Sample size and time of prediction There was no unique way found in the literature to report sample sizes. Data collected from loop detectors often reported the number of days for which and the number of loop detectors from where the data were collected (Tian et al. 2018a, b). In addition, they also reported the frequency of aggregation (e.g. 1 min, 5 min, or 15 min). Meanwhile, data from GPS sources reported trip trajectory information which was then utilised to extract speed, flow, travel demand data, or other information based on the area of application (Bao et al. 2019a; Elhenawy and Rakha 2017; Zhu and Laptev 2017). Contrasting to these sources, image-based sources such as CCTV and other cameras often had a lower sample size but was utilised to extract multiple features in a single image (Eraqi et al. 2019). Given the difference in scales of the data, it might be difficult to compare across studies. In addition, many studies did not report on the sample size. However, the meta-analysis showed a significant positive effect of sample size on prediction accuracy. Higher sample size would also mean the requirements of higher computational abilities and the challenge for future researches would be to find the correct balance between size of data and the required prediction accuracy.
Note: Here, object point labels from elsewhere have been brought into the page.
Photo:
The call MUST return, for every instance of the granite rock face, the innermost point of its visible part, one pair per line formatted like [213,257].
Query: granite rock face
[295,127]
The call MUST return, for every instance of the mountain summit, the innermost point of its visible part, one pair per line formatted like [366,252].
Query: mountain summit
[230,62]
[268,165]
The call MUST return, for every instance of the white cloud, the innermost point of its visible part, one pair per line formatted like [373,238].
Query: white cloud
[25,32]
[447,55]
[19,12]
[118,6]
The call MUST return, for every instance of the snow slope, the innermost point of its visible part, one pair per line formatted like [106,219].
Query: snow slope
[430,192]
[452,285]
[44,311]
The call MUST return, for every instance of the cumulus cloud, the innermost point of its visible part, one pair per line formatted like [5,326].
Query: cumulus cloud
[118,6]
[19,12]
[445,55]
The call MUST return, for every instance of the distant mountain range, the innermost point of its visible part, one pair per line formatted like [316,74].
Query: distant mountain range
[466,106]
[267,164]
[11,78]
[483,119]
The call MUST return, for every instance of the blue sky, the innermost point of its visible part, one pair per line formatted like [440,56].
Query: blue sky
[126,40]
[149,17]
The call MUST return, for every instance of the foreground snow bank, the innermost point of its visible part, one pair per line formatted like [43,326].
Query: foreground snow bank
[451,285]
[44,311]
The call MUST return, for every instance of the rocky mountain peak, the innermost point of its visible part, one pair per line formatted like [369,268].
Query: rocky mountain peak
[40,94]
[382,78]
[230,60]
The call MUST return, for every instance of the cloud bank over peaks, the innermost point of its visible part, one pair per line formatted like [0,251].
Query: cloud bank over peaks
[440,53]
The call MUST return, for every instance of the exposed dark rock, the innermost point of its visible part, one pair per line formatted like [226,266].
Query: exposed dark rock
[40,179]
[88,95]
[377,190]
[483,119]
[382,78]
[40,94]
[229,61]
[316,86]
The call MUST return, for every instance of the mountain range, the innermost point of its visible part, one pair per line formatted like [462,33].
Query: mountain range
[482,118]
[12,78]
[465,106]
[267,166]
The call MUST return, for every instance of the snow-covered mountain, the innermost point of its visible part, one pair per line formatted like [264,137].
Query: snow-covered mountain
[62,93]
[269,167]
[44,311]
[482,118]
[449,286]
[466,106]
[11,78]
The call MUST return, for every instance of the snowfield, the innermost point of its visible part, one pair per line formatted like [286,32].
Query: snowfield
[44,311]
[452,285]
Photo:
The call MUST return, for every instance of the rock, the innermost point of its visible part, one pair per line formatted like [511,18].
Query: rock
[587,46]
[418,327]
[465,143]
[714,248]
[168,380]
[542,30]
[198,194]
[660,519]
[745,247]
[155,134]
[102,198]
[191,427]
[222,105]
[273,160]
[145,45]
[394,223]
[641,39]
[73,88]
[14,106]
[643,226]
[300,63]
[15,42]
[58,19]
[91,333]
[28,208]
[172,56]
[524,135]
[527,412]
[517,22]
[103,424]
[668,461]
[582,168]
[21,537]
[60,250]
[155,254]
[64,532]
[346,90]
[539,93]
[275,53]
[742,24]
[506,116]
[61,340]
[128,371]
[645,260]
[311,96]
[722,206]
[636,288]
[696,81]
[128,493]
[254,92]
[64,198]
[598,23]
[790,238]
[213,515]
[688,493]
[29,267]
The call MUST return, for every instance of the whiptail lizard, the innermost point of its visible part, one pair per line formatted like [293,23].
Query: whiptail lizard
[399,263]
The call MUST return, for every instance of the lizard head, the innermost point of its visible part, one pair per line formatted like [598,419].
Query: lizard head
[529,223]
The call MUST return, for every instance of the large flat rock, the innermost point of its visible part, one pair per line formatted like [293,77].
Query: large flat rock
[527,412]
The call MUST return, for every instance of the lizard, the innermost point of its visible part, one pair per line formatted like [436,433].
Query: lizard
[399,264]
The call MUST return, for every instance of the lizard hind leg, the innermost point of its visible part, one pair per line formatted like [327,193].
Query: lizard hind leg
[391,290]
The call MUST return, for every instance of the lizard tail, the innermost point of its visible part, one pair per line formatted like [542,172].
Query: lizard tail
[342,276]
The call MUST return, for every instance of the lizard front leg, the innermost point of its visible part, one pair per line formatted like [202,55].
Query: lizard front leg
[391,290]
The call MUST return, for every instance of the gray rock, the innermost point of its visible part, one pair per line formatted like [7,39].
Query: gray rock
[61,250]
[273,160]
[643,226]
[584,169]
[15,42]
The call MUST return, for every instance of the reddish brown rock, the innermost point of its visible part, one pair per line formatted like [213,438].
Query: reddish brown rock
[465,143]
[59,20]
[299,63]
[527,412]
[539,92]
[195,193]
Finally, most studies that have been analysed have predicted the short-term traffic forecast but the time period of prediction for short term prediction also varies. The meta-analysis established that as the time of prediction increases, the prediction accuracy tends to decrease. Accurate predictions which are 30 min to 2 h in advance can prove to be beneficial for both policy-makers and individuals for their personal trip planning. Dynamic congestion pricing, MaaS, traffic state prediction during disruptions and big events are possible areas of application which might be benefitted from improving this aspect.
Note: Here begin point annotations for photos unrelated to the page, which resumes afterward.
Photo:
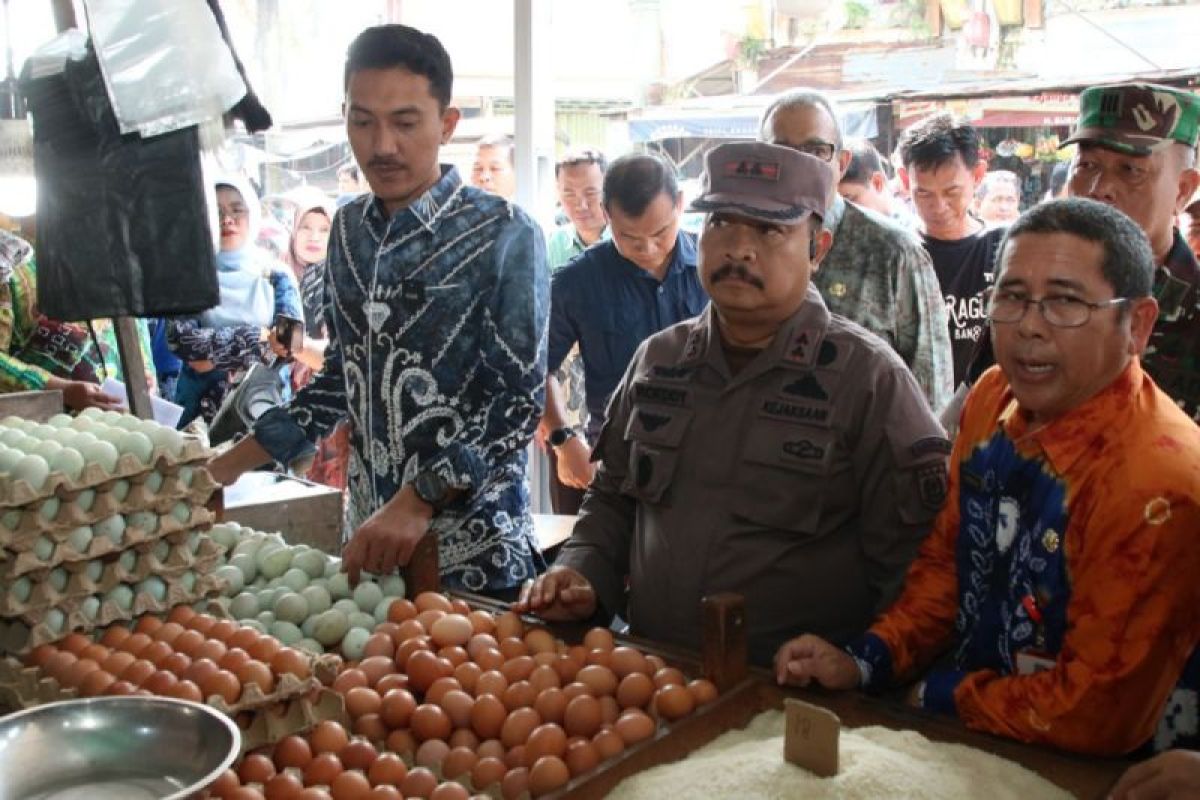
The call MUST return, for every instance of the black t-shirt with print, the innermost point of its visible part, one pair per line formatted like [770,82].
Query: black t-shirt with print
[965,271]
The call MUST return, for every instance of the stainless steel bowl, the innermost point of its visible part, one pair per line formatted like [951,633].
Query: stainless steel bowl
[119,747]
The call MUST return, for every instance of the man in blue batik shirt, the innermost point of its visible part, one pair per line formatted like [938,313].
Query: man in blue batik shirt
[437,302]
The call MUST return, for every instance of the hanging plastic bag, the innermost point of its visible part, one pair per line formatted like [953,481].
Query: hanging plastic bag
[165,64]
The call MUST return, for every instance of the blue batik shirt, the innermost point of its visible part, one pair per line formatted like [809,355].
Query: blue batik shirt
[437,355]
Along with the key findings, contributions, and discussions for future research, it is important to discuss the limitations of this study. This study did not consider the work done in image-based classification of vehicles, traffic signs, pedestrians, and pavement crack detection. These areas of applications have been comprehensively covered in Wang et al. (2019). Rather it focused on travel-related and travel behaviour factors. Moreover, studies which used deep learning in traffic signal control were not included as they did not usually involve the prediction of any factor. These are important areas of application and not considering them remains a major limitation of this work. Moreover, the papers considered for this research are limited by the search strategy and there is a possibility that relevant work conducted in this field were not included. In addition, the meta-analysis combines the work done in both discrete state prediction (driver behaviour, activity state, etc.) and continuous value’s prediction (traffic flow and speed), while combining the different accuracy indicators across these studies. The combination across different scales was primarily done for the ease of analysis and comparison. Finally, hyper-parameters related to deep learning models such as the number of hidden layers and epochs were not considered as part of this analysis.